Шрифт:
Семеныч приложил свои ладони к груди мальчика, желая придержать Костю в припадке.
«Я хочу ему помочь, – что делать дальше Семеныч не понимал, но рук не убирал. Его пальцы ощущали внутренние судороги Костика, его прижатые к туловищу худые руки, его тонкие ребра под тканью, его сердце, которое не билось, а будто неравномерно и дико переворачивалось. Отчаянием мысль прозвучала снова: – Я хочу ему помочь! Или ты помоги. Ты…»
Костя запрокинул голову сильнее, а сам вытянулся по струнке и тут же резко выгнулся дугой, опираясь на макушку и пятки. Семеныч никак не мог прижать его спиной к поверхности постели, да и удержать его с каждой минутой становилось все труднее. Мальчишка был сильнее.
Семеныч успел испугаться и на секунду засомневался, не позвать ли задержавшуюся в бане мать Кости. В следующее мгновение руки Семеныча от мальчика стало что-то отталкивать. По ощущениям в ладонях, которые приподнялись над телом, между Костиком и руками Семеныча образовывается плотный воздух, который и отодвигает руки Семеныча вверх.
Ладони Семеныча, так хорошо державшие мальчишку вначале, уже не касались Кости. Очень медленно Семеныч старался уменьшить расстояние между своими руками и грудной клеткой Кости, словно вдавливал обратно эту воздушную субстанцию, которая повторяла контуры туловища мальчика и, набирая мощь, начинала расширяться.

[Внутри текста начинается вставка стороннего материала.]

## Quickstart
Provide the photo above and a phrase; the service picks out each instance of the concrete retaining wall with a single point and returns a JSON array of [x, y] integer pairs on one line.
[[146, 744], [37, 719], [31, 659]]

Семенычу показалось, что этот воздух грозится в итоге разорваться, возмущенно оттолкнув все от себя. Лоб Семеныча покрылся испариной, плечи от напряжения свело, а в мыщцах появилась нечеловеческая сила.
Пальцы Семеныча прижимали плотное облако к Косте, но начинали проходить сквозь, проваливаясь…
С большими усилиями образовавшееся воздушное пространство стало сдаваться. Словно оно не хотело впускать ладони Семеныча в себя и только поэтому стало недовольно собираться под ними. Как пена, которую трудно сжать, воздушная субстанция, тем не менее, устремилась обратно.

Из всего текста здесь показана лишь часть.